In the present study, we attempted to improve the release profile of sorafenib by developing PLGA nanoparticles using the Quality by Design (QbD) approach. Box-Behnken design (BBD) was adopted to investigate the effect of formulation variables (PLGA, Polyvinyl Alcohol and Sonication time) on the quality attributes of nanoparticles (particle size, EE% and zeta potential). Computational modelling approach is used to ensure higher degree of compatibility between sorafenib and PLGA.
Materials
Sorafenib was gift sample from MSN lab Hyderabad, India, PLGA and Polyvinyl Alcohol (PVA) were procured from SD Fines Mumbai, India respectively. All other chemicals and solvents used in the study were of analytical grade and others were of pharmaceutical grade.
Computational method
The entire computational research work was carried out on a linux/Ubuntu 20.04 long Term Support (LTS) system. We computationally analysed the binding affinity and interaction of avidin with biotin and PLGA with sorafenib in a complex structure to test the hypothesis. Accordingly, the protein structure of avdin from the RCSB-PDB (PDB ID: 2AVI) and the chemical structures of biotin (PubChem CID: 171548), PLGA (23111554), and Sorafenib (PubChem CID: 216239) were retrieved from PubChem databases. Further, all chemical structure was converted to pdb (.pdb) format with clean geometry using Avogadro 1.2 and BIOVIA Discovery Studio Visualizer (BIOVIA-DSV) software [21]. Further, an individual, as well as a double docking study was carried out using Auto Dock 4.2 software, and the docking complexes were visualised with BIOVIA-DSV, respectively [22].
Formulation of sorafenib-loaded PLGA nanoparticles
PLGA nanoparticles were prepared by single emulsion solvent evaporation method with slight modifications [23, 24]. Briefly, 100 mg of PLGA polymer was dissolved in 3 ml of organic solvent (Dichloromethane along with to form a primary emulsion, which was further emulsified in an aqueous PVA solution (2% w/v) to form an oil-in-water emulsion using a microtip probe so nicator (VC 505, Vibracell Sonics, Newton, USA) set at 55W of energy output for 2 min over an ice bath. The emulsion was stirred overnight for the evaporation of the organic solvent. Excess amount of PVA was removed next day by ultracentrifugation at 50, 602×g, 4 °C for 20 min (Sorvall Ultra speed Centrifuge, Kendro, USA) followed by washing thrice with double distilled water.
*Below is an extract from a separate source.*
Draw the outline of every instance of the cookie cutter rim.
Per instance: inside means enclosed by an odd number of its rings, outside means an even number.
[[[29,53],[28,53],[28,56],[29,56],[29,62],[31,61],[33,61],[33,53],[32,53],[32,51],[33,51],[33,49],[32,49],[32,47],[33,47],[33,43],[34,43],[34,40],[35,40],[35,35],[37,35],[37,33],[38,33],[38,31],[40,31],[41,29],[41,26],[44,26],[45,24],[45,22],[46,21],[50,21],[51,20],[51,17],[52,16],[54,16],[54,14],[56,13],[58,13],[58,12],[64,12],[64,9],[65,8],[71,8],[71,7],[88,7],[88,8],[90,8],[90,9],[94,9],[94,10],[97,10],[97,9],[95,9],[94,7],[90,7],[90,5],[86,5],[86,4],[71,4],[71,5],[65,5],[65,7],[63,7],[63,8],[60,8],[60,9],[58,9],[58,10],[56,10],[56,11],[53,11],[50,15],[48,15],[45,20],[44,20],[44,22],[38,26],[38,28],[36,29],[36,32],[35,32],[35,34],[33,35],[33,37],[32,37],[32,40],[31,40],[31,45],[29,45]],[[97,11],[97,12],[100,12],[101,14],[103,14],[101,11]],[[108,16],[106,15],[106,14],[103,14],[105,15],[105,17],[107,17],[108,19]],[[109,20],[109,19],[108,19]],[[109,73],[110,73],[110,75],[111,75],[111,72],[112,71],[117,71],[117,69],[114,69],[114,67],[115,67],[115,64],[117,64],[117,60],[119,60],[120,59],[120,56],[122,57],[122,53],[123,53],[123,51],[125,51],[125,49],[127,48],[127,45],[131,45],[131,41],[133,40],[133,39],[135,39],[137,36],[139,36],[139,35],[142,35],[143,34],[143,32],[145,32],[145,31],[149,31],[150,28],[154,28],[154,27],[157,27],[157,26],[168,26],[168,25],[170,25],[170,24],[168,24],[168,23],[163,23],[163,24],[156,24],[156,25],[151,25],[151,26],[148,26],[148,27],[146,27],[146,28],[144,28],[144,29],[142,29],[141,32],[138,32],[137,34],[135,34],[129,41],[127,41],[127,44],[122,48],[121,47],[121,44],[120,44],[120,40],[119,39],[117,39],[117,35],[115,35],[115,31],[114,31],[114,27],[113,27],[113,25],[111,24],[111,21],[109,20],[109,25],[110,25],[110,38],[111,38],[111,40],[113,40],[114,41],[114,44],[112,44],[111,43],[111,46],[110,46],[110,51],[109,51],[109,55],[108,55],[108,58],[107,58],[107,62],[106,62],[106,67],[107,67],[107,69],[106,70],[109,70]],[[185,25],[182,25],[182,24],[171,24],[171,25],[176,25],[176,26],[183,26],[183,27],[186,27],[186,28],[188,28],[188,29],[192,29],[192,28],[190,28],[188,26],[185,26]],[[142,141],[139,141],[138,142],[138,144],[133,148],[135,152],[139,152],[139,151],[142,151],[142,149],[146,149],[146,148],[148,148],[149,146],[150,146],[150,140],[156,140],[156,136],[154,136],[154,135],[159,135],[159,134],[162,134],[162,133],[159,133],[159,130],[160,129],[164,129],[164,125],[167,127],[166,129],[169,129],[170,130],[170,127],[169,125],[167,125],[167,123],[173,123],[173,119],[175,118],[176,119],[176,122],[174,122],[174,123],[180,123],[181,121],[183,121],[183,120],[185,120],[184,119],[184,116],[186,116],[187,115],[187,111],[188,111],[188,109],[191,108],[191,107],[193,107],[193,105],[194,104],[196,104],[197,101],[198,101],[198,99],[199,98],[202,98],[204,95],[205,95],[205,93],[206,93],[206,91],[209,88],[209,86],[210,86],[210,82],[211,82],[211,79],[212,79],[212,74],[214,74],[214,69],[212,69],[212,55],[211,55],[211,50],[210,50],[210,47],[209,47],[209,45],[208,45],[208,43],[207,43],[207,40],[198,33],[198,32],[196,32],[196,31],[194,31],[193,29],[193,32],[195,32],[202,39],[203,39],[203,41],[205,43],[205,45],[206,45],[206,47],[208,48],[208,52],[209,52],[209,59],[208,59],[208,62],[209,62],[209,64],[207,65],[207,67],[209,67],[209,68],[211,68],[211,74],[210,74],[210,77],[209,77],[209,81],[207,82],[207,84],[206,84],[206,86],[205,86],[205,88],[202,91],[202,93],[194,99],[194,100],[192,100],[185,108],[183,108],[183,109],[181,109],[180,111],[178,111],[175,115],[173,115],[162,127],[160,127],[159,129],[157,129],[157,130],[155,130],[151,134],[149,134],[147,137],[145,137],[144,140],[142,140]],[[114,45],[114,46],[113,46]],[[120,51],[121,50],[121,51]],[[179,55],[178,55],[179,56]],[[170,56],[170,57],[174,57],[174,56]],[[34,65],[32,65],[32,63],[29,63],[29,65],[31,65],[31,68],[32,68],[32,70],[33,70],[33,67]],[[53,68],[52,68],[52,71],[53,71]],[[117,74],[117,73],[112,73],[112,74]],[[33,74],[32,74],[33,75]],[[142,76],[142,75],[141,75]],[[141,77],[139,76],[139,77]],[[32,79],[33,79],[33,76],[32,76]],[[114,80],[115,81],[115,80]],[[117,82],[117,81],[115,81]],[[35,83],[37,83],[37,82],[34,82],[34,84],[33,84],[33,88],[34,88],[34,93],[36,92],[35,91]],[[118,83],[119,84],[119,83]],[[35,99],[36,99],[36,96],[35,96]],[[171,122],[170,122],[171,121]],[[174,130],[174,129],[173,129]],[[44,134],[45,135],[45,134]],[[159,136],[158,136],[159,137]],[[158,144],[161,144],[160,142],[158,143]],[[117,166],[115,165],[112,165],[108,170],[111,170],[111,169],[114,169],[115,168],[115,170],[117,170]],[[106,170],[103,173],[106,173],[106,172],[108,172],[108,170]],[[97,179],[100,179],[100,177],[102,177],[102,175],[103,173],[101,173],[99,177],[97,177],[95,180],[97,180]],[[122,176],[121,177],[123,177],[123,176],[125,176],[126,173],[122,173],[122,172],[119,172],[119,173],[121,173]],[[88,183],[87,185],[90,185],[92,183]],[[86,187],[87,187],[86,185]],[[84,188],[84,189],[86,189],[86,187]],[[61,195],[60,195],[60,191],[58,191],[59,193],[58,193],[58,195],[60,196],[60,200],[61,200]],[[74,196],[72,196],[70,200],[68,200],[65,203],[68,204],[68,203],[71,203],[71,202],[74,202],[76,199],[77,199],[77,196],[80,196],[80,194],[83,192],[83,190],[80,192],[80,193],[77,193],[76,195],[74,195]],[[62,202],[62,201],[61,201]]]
The recovered nanoparticulate suspension was lyophilized for two days (−80 °C and b10 μM mercury pressure) to get the lyophilized powder for further use.
Experimental design
Response Surface Methodology aims to establish the relative importance of two or more factors and also to indicate whether or not interaction occurs between the factors and thereby affects the magnitude of the response [25]. Box Behnken design. A 3-level, 3-factor, 17 run experimental design was adopted to optimize levels of variables in the nano formulations. The selected independent variables were amount of Polymer i. e PLGA (X1), PVA (X2), and Sonication Time (X3) as shown in (table 1). The dependent variables were Particle size (Y1) EE%(Y2) and Zeta potential (Y3). The generation of experimental runs, Analysis of Variance (ANOVA) study and optimization were carried out by Design expert® software 12.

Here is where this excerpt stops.